Earlier this month, Burning Man's newsletter announced a new lottery system for buying tickets to the 2012 edition of the the seven-day experimental arts and music festival.
It works like this: During a two-week registration period that begins next week, buyers pick a “pricing tier” and enter a credit card number. Lotteries are then held for each tier, choosing names at random. Since tickets aren't sold at walk-up outlets or at the gate, if you aren't picked, you might not be able to go.
Organizers call the new system a solution to last year's ticketing problems. In July, Burning Man tickets sold out for the first time, opening the door for scalpers, who jacked up $360 ticket prices to as much as $5,000.

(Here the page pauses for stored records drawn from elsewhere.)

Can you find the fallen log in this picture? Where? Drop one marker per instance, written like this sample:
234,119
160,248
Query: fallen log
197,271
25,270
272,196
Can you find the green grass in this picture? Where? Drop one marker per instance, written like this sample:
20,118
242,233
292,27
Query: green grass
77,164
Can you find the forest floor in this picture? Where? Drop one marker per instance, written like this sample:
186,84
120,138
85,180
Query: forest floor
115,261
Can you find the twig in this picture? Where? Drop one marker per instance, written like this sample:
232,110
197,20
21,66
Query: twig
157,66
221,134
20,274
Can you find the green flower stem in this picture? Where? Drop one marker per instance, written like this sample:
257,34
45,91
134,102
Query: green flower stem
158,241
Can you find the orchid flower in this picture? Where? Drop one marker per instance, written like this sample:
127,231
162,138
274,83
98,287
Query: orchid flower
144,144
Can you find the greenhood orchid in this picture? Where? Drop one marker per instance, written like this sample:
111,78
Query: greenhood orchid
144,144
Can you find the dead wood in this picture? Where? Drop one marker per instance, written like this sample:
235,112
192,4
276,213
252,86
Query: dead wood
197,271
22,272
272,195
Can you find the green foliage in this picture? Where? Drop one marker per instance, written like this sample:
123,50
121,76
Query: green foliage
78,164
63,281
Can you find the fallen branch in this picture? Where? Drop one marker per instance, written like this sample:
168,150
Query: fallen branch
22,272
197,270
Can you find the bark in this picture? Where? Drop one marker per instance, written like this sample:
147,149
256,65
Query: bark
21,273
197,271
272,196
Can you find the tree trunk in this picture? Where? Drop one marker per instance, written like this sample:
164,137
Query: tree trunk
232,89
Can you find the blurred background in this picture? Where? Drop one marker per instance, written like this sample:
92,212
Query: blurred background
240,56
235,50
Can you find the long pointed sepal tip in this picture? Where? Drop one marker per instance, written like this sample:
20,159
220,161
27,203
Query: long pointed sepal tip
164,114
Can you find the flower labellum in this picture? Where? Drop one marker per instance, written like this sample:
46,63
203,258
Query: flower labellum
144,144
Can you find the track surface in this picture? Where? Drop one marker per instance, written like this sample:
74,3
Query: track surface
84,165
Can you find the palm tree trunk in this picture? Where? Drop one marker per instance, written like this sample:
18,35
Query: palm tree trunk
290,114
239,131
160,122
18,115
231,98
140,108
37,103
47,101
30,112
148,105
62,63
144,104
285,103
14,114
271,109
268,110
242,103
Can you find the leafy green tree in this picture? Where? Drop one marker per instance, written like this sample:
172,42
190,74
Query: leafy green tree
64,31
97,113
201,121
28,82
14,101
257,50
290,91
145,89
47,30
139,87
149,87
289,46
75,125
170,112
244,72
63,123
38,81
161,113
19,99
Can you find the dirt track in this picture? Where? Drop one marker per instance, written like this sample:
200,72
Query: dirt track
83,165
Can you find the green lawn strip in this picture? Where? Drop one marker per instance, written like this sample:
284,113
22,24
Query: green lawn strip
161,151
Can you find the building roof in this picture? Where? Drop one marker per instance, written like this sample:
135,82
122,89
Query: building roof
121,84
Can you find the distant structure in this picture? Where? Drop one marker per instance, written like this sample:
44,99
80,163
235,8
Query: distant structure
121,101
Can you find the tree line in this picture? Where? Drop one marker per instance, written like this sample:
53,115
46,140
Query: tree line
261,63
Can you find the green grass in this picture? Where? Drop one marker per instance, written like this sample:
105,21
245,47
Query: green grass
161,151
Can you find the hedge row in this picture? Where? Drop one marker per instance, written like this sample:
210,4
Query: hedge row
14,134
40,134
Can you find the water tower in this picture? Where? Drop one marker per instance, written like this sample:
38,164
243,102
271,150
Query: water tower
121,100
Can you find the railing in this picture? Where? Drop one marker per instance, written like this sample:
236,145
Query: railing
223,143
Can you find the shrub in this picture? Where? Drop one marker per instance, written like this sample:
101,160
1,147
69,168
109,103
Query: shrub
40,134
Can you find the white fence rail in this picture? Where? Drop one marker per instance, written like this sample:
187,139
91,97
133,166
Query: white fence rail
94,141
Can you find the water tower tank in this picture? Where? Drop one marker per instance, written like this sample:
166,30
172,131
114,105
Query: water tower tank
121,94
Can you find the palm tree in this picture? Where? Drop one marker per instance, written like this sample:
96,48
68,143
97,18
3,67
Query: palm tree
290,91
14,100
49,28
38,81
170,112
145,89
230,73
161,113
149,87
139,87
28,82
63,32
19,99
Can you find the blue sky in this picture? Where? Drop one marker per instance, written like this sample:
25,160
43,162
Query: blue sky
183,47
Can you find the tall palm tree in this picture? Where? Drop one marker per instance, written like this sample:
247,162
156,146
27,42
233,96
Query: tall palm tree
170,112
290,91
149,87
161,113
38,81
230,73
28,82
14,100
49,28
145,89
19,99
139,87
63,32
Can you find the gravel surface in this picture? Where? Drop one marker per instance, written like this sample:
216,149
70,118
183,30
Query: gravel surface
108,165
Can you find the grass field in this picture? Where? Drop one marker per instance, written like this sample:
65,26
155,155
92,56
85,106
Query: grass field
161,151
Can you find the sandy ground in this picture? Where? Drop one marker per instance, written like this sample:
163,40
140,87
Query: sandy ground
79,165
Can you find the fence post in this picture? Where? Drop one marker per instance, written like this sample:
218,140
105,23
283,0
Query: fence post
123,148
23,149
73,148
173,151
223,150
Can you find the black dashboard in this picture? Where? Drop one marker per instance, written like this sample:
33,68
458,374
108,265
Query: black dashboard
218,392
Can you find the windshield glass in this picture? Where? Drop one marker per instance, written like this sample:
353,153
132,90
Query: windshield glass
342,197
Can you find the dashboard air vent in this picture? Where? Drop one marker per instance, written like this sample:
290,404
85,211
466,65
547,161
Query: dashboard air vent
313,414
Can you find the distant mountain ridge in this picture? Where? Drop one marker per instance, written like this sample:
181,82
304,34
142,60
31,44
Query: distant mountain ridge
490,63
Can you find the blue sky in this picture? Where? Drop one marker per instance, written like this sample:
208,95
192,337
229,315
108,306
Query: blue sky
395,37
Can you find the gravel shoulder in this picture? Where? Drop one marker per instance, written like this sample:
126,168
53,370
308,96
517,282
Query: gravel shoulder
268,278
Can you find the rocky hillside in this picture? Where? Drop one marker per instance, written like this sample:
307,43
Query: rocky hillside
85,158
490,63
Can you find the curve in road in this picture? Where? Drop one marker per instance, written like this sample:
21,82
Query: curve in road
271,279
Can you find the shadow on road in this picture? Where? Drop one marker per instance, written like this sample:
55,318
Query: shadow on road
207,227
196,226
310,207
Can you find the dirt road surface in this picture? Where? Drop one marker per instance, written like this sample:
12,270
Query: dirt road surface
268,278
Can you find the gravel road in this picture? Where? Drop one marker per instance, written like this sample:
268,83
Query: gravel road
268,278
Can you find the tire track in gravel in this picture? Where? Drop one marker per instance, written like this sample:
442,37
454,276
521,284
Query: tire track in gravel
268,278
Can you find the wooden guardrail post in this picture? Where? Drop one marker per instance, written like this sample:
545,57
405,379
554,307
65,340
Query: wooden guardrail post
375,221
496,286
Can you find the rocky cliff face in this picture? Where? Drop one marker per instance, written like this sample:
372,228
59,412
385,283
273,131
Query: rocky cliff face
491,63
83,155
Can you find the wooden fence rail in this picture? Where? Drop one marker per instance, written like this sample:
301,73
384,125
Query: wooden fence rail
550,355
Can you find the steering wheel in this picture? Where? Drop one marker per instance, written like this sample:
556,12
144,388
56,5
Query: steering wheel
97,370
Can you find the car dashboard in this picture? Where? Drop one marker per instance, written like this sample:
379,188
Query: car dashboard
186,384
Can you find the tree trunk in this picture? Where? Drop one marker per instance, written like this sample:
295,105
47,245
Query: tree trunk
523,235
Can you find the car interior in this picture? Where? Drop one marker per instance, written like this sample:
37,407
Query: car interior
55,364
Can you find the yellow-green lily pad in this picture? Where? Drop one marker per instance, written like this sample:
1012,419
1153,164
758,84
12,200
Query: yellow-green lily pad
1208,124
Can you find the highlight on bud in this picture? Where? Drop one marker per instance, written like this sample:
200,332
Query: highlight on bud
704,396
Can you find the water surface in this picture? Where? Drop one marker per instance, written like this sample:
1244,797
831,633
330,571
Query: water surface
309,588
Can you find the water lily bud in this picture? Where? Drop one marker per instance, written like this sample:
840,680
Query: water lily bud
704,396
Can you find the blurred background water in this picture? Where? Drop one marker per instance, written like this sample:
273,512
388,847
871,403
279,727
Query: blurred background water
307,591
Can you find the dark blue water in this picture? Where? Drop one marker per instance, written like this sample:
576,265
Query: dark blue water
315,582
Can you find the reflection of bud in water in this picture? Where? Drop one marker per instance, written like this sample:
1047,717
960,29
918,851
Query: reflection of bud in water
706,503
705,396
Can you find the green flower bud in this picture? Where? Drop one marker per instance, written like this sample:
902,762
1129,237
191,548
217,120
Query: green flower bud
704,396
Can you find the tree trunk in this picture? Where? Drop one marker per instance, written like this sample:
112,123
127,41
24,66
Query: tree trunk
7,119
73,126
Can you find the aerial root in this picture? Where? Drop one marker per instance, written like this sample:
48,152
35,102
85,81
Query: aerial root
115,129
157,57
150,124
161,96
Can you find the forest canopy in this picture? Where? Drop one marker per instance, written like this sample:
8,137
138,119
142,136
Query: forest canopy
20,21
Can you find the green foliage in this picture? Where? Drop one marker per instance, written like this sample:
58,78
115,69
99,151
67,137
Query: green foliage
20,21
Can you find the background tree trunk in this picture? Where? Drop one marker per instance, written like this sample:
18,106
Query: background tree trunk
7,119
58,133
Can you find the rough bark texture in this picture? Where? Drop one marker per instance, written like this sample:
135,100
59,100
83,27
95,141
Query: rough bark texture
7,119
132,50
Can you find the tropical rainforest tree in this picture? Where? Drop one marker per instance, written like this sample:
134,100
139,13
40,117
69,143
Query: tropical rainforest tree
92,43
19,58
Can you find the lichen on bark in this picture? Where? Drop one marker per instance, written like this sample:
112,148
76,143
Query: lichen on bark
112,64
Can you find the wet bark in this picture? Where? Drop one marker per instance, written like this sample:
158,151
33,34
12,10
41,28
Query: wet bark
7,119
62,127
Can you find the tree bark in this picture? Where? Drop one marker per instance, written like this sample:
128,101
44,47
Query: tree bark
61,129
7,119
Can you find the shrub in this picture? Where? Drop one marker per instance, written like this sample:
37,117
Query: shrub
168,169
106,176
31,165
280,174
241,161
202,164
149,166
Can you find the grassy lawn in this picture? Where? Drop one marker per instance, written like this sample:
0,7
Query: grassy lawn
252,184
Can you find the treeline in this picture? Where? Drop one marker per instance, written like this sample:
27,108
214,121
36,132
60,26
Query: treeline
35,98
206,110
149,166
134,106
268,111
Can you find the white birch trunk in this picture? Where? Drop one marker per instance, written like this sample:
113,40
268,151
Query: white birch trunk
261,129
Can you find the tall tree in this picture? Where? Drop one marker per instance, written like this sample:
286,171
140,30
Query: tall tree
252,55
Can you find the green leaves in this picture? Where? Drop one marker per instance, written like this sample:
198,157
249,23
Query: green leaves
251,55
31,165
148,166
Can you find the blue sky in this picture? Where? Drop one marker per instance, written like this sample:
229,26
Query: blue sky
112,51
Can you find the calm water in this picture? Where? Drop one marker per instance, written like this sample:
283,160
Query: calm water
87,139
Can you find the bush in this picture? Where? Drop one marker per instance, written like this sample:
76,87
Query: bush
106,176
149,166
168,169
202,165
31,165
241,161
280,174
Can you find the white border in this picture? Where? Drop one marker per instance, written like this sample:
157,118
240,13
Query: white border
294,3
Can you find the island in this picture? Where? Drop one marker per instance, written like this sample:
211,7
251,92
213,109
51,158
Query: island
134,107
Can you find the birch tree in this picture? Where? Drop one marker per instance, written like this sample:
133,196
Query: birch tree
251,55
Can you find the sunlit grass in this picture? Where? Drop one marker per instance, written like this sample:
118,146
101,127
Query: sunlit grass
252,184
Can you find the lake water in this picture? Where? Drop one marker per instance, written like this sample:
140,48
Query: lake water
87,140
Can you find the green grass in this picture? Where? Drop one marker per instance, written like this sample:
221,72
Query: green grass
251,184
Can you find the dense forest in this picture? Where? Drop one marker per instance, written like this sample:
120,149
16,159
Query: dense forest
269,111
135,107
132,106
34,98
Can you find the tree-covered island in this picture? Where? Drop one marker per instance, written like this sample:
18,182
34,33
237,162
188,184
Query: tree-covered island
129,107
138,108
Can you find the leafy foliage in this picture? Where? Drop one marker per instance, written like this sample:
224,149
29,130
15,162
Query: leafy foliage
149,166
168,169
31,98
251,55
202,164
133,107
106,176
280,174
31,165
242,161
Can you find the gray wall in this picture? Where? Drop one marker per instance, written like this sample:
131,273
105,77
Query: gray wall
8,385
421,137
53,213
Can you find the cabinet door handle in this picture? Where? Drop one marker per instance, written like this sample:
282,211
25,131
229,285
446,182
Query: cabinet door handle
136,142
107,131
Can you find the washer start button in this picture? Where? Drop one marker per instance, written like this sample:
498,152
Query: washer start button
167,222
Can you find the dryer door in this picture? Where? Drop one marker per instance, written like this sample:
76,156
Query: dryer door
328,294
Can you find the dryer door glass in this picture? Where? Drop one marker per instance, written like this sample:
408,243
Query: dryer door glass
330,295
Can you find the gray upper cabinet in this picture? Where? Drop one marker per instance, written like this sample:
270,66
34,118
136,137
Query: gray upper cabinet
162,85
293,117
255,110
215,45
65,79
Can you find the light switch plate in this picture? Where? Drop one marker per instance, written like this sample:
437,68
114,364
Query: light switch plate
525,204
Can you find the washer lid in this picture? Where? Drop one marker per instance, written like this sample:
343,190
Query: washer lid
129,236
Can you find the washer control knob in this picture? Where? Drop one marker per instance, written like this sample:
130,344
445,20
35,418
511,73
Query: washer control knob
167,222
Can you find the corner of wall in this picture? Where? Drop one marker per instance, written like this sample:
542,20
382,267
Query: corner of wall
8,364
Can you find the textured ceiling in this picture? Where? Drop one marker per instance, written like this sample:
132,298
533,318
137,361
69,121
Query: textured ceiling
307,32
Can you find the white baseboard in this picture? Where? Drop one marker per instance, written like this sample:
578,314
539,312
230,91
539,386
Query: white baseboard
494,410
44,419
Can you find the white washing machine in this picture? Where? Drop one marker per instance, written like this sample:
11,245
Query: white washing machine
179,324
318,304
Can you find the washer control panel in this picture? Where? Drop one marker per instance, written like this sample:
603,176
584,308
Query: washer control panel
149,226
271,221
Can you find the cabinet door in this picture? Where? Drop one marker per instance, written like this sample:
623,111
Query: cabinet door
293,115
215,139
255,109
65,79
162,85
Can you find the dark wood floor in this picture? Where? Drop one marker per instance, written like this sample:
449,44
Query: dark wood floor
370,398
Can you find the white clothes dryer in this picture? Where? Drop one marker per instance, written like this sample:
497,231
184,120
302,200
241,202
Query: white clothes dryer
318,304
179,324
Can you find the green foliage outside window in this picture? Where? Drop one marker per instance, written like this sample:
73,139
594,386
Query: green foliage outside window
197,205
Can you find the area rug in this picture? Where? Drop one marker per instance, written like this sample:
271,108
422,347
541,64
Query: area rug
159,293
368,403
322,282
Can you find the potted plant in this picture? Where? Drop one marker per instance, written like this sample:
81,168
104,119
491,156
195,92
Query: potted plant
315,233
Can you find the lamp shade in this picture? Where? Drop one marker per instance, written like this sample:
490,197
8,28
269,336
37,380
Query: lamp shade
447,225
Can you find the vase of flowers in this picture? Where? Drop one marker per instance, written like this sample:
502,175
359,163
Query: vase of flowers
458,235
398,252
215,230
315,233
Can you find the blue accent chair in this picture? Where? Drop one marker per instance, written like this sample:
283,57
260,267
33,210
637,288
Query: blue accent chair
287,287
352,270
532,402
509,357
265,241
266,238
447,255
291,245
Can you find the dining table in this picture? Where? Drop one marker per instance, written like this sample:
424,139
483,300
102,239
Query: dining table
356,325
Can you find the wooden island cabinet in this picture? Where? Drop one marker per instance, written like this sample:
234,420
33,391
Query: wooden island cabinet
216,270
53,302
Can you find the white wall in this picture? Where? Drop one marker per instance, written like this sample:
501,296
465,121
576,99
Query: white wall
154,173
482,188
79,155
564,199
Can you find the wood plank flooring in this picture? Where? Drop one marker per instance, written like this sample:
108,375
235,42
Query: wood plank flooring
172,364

But the lottery system is already stirring outrage. Commenters on Burning Man forums are worried that they won't be able to get tickets for all the members in their camps, and that scalpers will overwhelm the process. Long-time Burners, meanwhile, worry the new system will exclude those who have contributed and supported the event for years.
“People hear the word 'lottery' and it reminds them of taking chances. It's really just a tool for managing the flow of tickets,” countered Marian Goodell, Burning Man's director of business and communications, to Huffington Post.
Your first shot at registering for tickets goes from November 28th to December 11th. Only 3,000 tickets will be available in this first round, however, and, at $420, they're even more expensive than last go around. During the next lottery — in January — 40,000 will be sold, and finally, another 10,000 tickets will be made available for open sale in March. There will also be more low-income tickets this year, organizers say, but details have not yet been announced.
“[T]here's only a small percentage of people who won't be able to get tickets at all,” insisted Goodell.
And the amount of tickets sold may continue to increase. Organizers are petitioning the Federal Bureau of Land Management to increase the amount of attendees permitted — currently 50,000 — to 70,000 by 2016.
Better to burn out than to fade away? Maybe, but Burning Man seems poised to become something totally unrecognizable.